Na lista de pontos fracos de Bolsonaro apontados pela equipe de Haddad está o caso de Paulo Guedes, o do Posto Ipiranga, escolhido pelo presidenciável do PSL para comandar a economia do país caso vença a eleição. Denúncia publicada nesta quarta-feira (10) pela Folha de S. Paulo mostra que o Ministério Público Federal investiga o economista por suspeita de fraude em negócios com fundos de pensão.

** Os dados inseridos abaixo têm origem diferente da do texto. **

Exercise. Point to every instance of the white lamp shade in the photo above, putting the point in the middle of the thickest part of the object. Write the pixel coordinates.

A acusação envolve Guedes com fundos controlados por MDB e PT durante os governos Lula e Dilma. Ele teria sido beneficiado com R$ 400 milhões nessas operações. Como o candidato do PSL tem como um dos principais motes de campanha as denúncias de corrupção acumuladas pelas administrações petista, o envolvimento do economista em investigações desse tipo representa uma contradição importante a essa altura da campanha.

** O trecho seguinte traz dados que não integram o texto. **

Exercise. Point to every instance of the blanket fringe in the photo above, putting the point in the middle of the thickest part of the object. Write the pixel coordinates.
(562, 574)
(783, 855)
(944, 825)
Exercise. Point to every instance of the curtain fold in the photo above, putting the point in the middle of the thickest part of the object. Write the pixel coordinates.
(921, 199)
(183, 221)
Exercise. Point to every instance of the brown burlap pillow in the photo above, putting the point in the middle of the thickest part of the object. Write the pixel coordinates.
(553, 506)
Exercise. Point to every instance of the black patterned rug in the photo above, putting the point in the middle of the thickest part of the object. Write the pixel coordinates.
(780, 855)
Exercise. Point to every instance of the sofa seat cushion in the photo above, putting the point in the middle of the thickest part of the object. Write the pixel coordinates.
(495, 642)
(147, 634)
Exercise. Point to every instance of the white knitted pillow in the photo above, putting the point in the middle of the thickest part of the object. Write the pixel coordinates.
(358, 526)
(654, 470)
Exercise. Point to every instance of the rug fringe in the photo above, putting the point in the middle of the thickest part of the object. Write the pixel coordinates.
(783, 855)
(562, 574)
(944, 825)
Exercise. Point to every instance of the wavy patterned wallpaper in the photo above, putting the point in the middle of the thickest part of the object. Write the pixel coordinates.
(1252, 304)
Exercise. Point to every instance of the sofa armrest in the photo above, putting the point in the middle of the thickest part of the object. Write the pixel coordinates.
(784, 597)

Outro gesto de Bolsonaro considerado equivocado pelos petistas foi a entrevista exibida pela Record TV no mesmo momento em que os concorrentes à Presidência debatiam na TV Globo às vésperas do primeiro turno. Esse movimento incomodou a emissora da família Marinho e, agora, os petistas esperam que o descontentamento leve a, pelo menos, equilíbrio no noticiário.

Na noite dessa quarta-feira, a Globo deu com destaque a denúncia contra Paulo Guedes. Esse é um sinal de que a emissora, pelo menos, não quis proteger Bolsonaro“

Mesmo com esses problemas, o candidato do PSL desfruta de situação bastante vantajosa. O primeiro turno mostrou que os eleitores pesselistas se identificam com suas ideias e têm grande poder de engajamento e de mobilização, principalmente, pelas redes sociais.

Também deve-se levar em conta que, assim como Bolsonaro, Haddad está sujeito a cometer erros que podem ser explorados pelo adversário. De qualquer forma, os números do Datafolha autorizam a previsão de que os próximos 18 dias serão uma temporada de ataques entre os dois e de tensão nas campanhas.